Este programa tiene como objetivo fortalecer pequeñas y medianas empresas en Guatemala, promoviendo la creación de empleo e incentivando la reintegración de los deportados. Gracias a la formación técnica recibida en el extranjero, estos migrantes regresan al país con valiosas habilidades que ahora aplican en diversas industrias.
En total, 15 empresas guatemaltecas han abierto sus puertas para los migrantes, especialmente en los sectores de construcción, gastronomía y servicios. El Fondo ha destinado aproximadamente $875,000 dólares en conjunto con las empresas participantes.
Una de las beneficiarias es Andamios Eco, ubicada en las afueras de la Ciudad de Guatemala. Esta firma fue seleccionada en 2025 luego de un proceso de evaluación para acceder a los fondos de la OIM. La compañía ha sabido aprovechar las competencias de los migrantes, como el caso de Heraldo Najarro, originario de Jalpatagua, Jutiapa, quien aprendió la soldadura MIG (Metal Inert Gas) en Estados Unidos. “Mi experiencia allá fue muy buena, aprendí técnicas como la soldadura MIG, que ahora muchas empresas aquí están utilizando porque es más fácil que con electrodos”, comentó Najarro, cuya especialización técnica fue clave para su contratación.
Otro caso destacable es el de Pedro José Pirir Boror, originario de San Juan Sacatepéquez, quien regresó a Guatemala después de tres años en Estados Unidos. “Antes era muy difícil encontrar trabajo fijo en Guatemala. Ahora me siento bien porque tengo beneficios como el horario, el sueldo y las prestaciones”, comentó Pirir Boror, quien también trabaja en Andamios Eco. Valora especialmente la seguridad social y la estabilidad que le ofrece su empleo actual.

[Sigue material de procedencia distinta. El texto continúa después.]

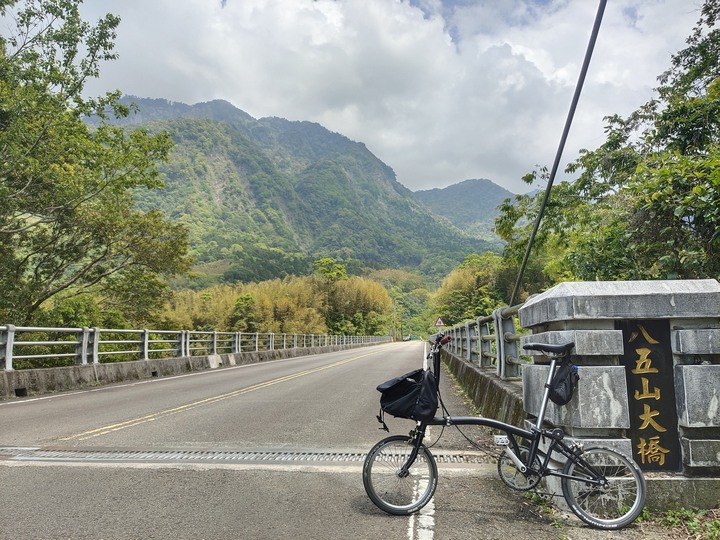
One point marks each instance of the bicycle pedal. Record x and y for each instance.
(501, 440)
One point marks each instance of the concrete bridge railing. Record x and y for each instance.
(42, 360)
(649, 362)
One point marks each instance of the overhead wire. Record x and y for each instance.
(561, 146)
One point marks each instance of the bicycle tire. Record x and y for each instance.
(512, 477)
(614, 505)
(391, 493)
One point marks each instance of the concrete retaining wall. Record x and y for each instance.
(28, 382)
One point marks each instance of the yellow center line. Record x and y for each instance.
(104, 430)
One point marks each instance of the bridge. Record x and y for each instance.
(265, 451)
(306, 412)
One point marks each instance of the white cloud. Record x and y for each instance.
(440, 91)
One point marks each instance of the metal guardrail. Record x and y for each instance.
(490, 341)
(27, 347)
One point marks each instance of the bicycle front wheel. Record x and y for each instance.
(391, 492)
(615, 503)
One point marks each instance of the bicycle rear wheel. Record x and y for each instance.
(613, 505)
(386, 488)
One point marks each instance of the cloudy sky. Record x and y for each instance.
(440, 90)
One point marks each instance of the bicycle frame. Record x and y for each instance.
(534, 435)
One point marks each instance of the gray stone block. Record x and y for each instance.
(600, 400)
(697, 393)
(701, 452)
(669, 299)
(696, 341)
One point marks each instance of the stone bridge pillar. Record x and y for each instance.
(649, 362)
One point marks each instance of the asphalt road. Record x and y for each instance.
(168, 459)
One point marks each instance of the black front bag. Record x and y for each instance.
(413, 395)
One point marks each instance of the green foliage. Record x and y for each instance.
(470, 290)
(68, 227)
(646, 203)
(330, 269)
(296, 189)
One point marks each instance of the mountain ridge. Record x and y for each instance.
(267, 196)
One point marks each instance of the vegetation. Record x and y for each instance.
(327, 301)
(296, 229)
(645, 203)
(68, 226)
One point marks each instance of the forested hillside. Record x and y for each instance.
(264, 198)
(471, 205)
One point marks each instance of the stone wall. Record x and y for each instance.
(649, 362)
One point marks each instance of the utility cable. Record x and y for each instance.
(561, 146)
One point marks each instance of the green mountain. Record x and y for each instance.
(263, 198)
(470, 205)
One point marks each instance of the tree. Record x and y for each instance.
(68, 224)
(646, 203)
(470, 290)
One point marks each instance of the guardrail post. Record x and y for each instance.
(468, 342)
(145, 344)
(486, 354)
(81, 341)
(96, 345)
(6, 345)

Por su parte, Víctor Manuel Salazar Ortega, también de Jutiapa, destaca cómo la formación recibida en Estados Unidos ha sido crucial para su reincorporación al mercado laboral guatemalteco. “Allá aprendí mucho, me dieron la oportunidad de manejar diferentes tipos de máquinas, y ahora, gracias a Dios, aquí en Guatemala hay estas oportunidades. Antes no había, pero ahora me llaman y me quedo feliz de trabajar”, compartió Salazar sobre su experiencia.

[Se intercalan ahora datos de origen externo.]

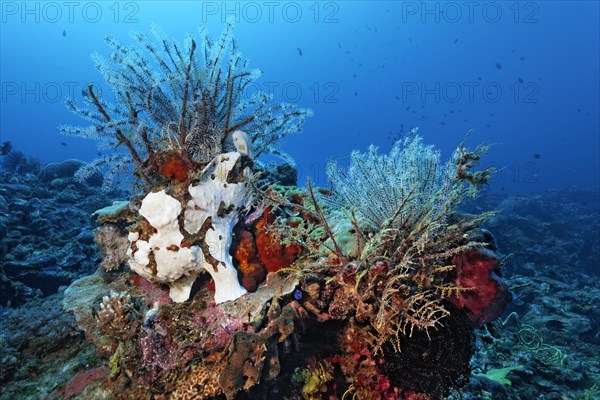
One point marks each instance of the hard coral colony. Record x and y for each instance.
(369, 290)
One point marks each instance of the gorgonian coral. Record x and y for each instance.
(176, 107)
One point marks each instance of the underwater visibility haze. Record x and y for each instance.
(300, 200)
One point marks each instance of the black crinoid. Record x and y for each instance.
(178, 101)
(435, 361)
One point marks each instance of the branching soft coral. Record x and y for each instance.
(176, 107)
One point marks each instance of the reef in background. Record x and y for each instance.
(217, 284)
(43, 351)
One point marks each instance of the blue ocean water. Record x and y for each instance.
(522, 75)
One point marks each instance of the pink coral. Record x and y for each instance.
(489, 295)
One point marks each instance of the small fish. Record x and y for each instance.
(5, 148)
(555, 325)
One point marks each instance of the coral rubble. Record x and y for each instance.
(370, 290)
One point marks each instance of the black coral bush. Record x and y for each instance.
(182, 101)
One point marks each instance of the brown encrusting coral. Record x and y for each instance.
(216, 286)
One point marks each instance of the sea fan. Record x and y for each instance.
(188, 98)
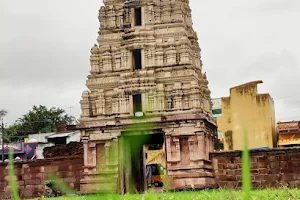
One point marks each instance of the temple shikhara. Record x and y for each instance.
(146, 118)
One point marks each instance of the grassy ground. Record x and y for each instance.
(282, 194)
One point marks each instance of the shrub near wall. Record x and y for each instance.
(269, 168)
(32, 175)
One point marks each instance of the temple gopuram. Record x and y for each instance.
(146, 119)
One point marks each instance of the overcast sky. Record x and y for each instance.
(45, 48)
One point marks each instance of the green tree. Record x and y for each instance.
(2, 113)
(39, 119)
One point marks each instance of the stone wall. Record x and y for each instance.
(71, 149)
(269, 168)
(32, 175)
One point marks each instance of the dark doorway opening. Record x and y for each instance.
(137, 103)
(137, 59)
(138, 16)
(135, 159)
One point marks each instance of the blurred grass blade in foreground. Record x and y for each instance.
(11, 173)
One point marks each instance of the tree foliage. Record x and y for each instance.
(2, 113)
(39, 120)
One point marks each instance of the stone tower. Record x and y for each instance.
(146, 80)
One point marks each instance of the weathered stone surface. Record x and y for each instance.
(160, 60)
(270, 168)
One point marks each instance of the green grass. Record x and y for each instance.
(280, 194)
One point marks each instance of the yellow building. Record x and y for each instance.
(246, 111)
(288, 134)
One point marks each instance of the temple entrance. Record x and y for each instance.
(144, 161)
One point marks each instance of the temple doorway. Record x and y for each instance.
(143, 161)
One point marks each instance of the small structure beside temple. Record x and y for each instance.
(288, 134)
(247, 112)
(146, 93)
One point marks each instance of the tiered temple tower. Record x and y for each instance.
(146, 79)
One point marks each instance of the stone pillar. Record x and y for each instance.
(191, 147)
(201, 145)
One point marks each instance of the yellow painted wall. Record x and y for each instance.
(249, 112)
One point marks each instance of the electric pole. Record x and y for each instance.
(70, 110)
(2, 130)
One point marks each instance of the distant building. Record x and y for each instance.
(40, 139)
(246, 111)
(63, 135)
(288, 133)
(21, 150)
(217, 112)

Impacto de las deportaciones
De acuerdo con las autoridades, cerca de 200,000 guatemaltecos fueron deportados entre 2023 y 2024 desde Estados Unidos y México. Juan Francisco Espinoza, representante de la OIM en Guatemala, resaltó que el fondo laboral ha ayudado a mitigar el impacto de las deportaciones al integrar a los trabajadores deportados en 15 empresas, con el objetivo de generar 125 empleos directos para finales de 2026. “Este esfuerzo busca aprovechar el capital humano que regresa al país, un verdadero tesoro para Guatemala”, explicó Espinoza.
Jorge Mario Monzón, gerente de Andamios Eco, subrayó que los migrantes deportados traen consigo una disciplina laboral y habilidades técnicas que son escasas en el mercado local. “Tienen experiencia en seguridad industrial y soldadura, lo cual nos ha sido muy valioso. Nuestra idea es proporcionarles facilidades como vivienda y alimentación, para que no tengan que migrar de nuevo debido a la falta de oportunidades o inseguridad”, concluyó Monzón.